To those of you who said that rape is not common in the Middle East @LSD-Rumi  @Moutushi (??), and anyone else who knows anything and is inclined to answer:

  1. How do you know that it's not underreported? What's the process for going from filing a claim, handling and investigating evidence, to actually getting someone convicted? How safe do people actually feel reporting? If someone reports their rape, is there the possibility to be violently retaliated against (either from the police or others in their community), along with extreme social shaming and ostracization? (Note: people often don't feel safe reporting here in Western countries either, because of the social shaming/ ostracization factor.)
  2. Corruption and Social Values: How trustworthy and invested are the police, basically?

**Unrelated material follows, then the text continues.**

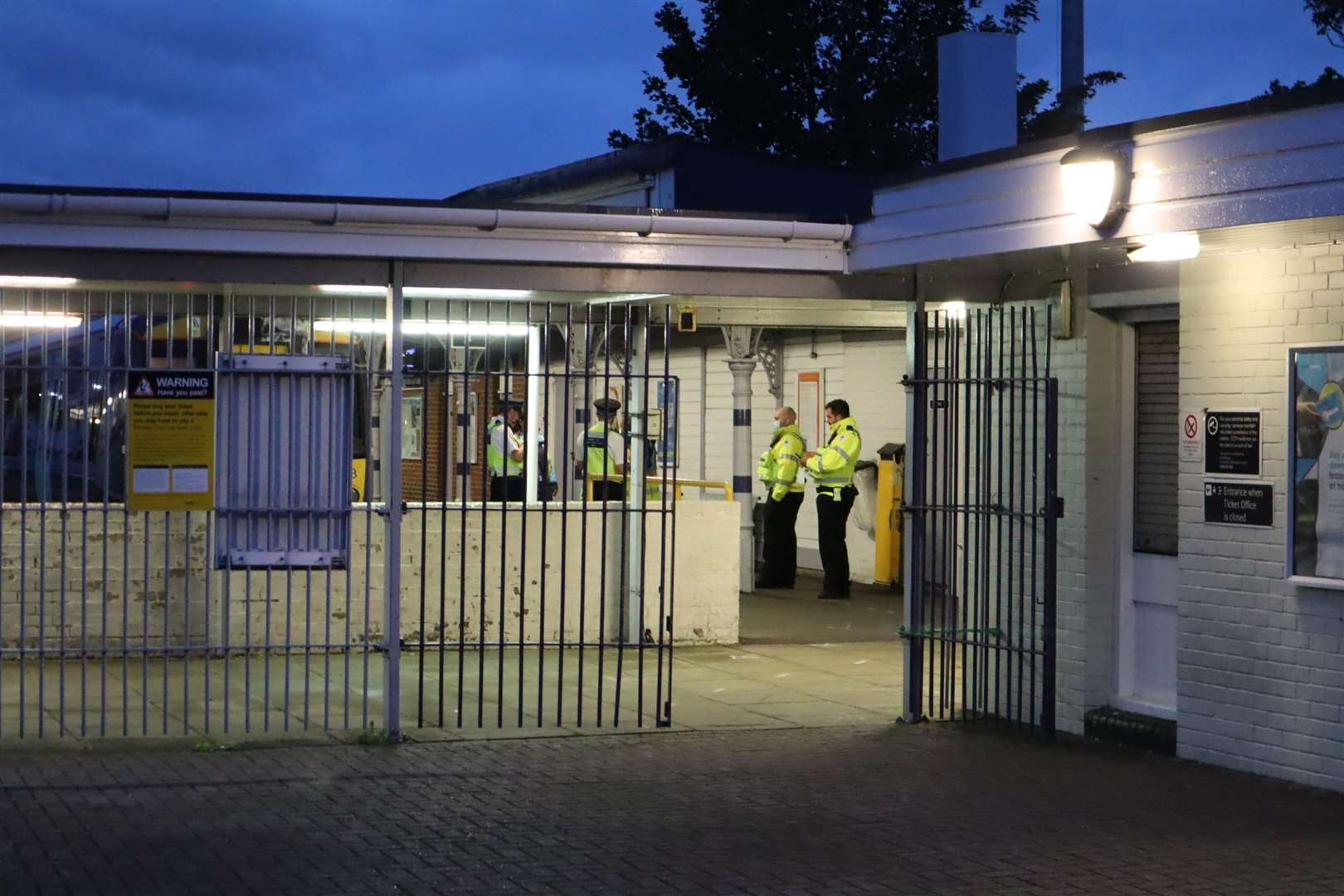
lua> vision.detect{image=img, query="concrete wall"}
[1177,240,1344,788]
[0,501,738,650]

Like, there can be a huge disparity between the law on paper and how it's actually handled most of the time... Also, do primarily religious authorities handle these cases in some Middle Eastern countries? (Alternatively, how subservient is the government, even if not technically hyper-religious, to religious authorities of a fundamentalist nature?)

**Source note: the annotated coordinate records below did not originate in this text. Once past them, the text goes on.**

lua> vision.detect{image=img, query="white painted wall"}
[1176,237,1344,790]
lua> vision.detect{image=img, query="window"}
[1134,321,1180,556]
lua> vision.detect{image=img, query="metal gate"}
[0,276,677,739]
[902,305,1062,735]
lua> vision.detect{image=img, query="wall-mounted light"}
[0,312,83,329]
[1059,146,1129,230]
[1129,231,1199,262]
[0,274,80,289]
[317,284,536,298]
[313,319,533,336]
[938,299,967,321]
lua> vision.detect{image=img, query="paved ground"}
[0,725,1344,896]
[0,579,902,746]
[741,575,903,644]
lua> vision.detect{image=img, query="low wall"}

  3. What is the actual definition of rape from country to country in the Middle East? I'm under the impression that it's defined much more strictly and conditionally than we define it here. In Western countries (at least in Canada/ the US), we have the term "sexual assault" which is an umbrella term for a whole bunch of things where proper consent is deemed not possible, including: having sex with an inappropriately aged minor as an adult (aka. "statutory rape"), rape, molestation, drugging someone so that they can't consent properly, molestation and groping, etc.     ....basically, I'm wondering how easy is it to by-pass legal loopholes?